EDIT: We’re definitely going to have a JS client.


(Abbas) #10

@peter So you mean as mentioned in the Dgraph Documentation, the Go (gRPC) way will still work and Go (HTTP) will not right ? as given below in the examples:

https://docs.dgraph.io/query-language/#uid


(Peter Stace) #11

@Abbas, yes that’s correct. Go (or any other language with grpc support) will be able to interact via the grpc interface. The HTTP interface will be removed.

We also have a Go client which is nicer to work with compared to the grpc interface. Clients will likely become available for other languages as well, although they wouldn’t be strictly required since it’s always possible to use grpc directly.

EDIT: We’re going to have a JS client as well.


(Lazhar Ichir) #12

I do a lot of both:

  • writes/mutations (mainly upserts, which are being removed from what I
    understand) to update my knowledge graph (one microservice)
  • reads to work with it (most other ones just read)

I am not in production yet as I am unsure which graph db to use but this
move extremely tough. I was seeing the HTTP Endpoint as a selling point
actually.

Will wait and see how it is evolving, thanks for keeping everybody updated
though!


(Manish R Jain) #13

If HTTP endpoint is something folks really want, then we could bring a query-only (read-only) version of it back. It won’t be transactional, so mutations would need to be run via Grpc. Not sure how helpful that would be; but if it is, let us know.

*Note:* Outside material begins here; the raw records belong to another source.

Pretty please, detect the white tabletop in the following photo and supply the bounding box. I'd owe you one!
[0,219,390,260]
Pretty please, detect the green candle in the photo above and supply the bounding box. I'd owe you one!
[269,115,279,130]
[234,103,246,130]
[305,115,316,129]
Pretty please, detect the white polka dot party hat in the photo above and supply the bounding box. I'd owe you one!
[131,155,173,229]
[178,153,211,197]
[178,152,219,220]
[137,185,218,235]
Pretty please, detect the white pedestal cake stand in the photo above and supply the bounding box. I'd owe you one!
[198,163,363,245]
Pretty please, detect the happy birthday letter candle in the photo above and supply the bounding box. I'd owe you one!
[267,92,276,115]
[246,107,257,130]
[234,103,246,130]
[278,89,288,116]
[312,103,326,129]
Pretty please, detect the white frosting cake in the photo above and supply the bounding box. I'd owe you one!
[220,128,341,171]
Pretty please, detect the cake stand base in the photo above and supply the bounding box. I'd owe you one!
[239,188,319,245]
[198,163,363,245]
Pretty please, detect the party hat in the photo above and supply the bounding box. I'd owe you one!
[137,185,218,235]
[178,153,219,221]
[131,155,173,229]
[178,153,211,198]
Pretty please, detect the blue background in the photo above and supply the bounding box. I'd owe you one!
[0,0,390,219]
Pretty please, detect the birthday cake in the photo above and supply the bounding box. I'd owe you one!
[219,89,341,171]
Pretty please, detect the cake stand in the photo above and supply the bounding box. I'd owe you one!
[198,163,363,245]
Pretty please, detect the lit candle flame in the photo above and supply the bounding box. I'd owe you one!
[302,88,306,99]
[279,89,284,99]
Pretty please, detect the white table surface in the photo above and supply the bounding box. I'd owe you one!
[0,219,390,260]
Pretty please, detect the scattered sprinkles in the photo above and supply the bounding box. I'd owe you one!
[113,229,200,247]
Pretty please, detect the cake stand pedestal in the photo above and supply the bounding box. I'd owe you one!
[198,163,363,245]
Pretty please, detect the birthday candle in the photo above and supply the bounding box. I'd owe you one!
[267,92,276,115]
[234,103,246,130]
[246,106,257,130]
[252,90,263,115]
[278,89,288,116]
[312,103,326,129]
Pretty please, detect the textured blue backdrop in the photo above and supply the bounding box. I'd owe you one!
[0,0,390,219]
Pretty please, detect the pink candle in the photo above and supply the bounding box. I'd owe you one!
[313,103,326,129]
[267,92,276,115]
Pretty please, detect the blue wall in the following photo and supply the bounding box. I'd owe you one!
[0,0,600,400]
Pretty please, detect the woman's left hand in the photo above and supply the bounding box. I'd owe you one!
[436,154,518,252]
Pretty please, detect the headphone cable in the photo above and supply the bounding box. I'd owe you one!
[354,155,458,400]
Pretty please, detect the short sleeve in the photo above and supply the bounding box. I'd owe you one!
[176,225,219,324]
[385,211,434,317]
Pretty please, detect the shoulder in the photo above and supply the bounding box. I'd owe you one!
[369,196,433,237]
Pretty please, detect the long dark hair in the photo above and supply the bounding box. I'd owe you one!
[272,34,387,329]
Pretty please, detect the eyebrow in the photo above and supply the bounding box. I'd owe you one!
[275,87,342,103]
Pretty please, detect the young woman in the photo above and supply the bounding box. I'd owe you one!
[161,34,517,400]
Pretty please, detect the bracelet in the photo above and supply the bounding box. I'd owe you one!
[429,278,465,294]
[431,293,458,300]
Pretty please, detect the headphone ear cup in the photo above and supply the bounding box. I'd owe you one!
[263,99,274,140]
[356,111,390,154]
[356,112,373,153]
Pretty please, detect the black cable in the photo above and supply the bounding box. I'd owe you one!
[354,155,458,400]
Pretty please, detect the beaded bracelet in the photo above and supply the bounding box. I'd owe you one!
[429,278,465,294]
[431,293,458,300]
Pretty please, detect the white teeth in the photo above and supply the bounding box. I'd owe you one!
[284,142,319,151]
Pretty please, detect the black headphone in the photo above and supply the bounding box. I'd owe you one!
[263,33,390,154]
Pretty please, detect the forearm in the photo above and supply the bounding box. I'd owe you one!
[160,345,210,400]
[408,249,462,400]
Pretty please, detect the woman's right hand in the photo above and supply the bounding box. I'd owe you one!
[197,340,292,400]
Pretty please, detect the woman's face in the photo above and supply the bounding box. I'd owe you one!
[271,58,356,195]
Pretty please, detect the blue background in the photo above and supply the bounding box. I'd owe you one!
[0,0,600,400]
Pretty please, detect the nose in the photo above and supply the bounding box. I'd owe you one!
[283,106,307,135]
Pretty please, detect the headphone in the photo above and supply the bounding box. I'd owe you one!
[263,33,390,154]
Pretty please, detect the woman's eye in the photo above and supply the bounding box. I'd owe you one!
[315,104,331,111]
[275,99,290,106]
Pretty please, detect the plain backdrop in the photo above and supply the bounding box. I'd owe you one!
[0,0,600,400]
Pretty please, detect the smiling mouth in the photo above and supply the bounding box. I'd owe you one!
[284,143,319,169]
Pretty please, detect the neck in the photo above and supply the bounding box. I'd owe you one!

We’d definitely going to have Go, JS and Java client in shape before the release. JS is going to be one of our top priorities, right next to Go. So, with these clients support, it shouldn’t be something that Dgraph users need to worry about. It would require breaking up queries from mutations, but in the long run, that’s going to avoid complexity and potential for injection attacks.


(Jeff Hull) #14

Great news for us :slight_smile:

I guess this is moot for my team now since you guys will be supporting a JS client. If I were interacting with gRPC for mutations, personally I would want to stick with gRPC for everything including queries to keep to one protocol instead of two.


(Lazhar Ichir) #15

I assume a PHP client is not a priority? :eyes:


(Wolf Dan) #16

Looks like an amazing update!

But sadly there is no usable Grpc libraries for Elixir e-e so seems like need to do Grpc library and Dgraph /sighs


(Manish R Jain) #17

We have a very small team, and none of us have PHP experience. That’s something we could really use help with.

Unfortunately, Grpc doesn’t support Elixir. We would definitely come up with some solution later on, but it might not be part of the v0.9 release.


(Michel Conrado (Support Engineer)) #18

What about this one? https://github.com/tony612/grpc-elixir

more about the link above https://speakerdeck.com/tony612/the-way-to-grpc-elixir


(Michel Conrado (Support Engineer)) #19

@mrjn When the 0.9 comes?


(Pawan Rawal) #20

Hi @MichelDiz

You can expect the v0.9 release by mid-November.


(Michel Conrado (Support Engineer)) #21

Thank you!
One more thing.
Technically, the changes are drastic?
And If so, will there be a guide in the documentation on migrating from 0.8.X to 0.9?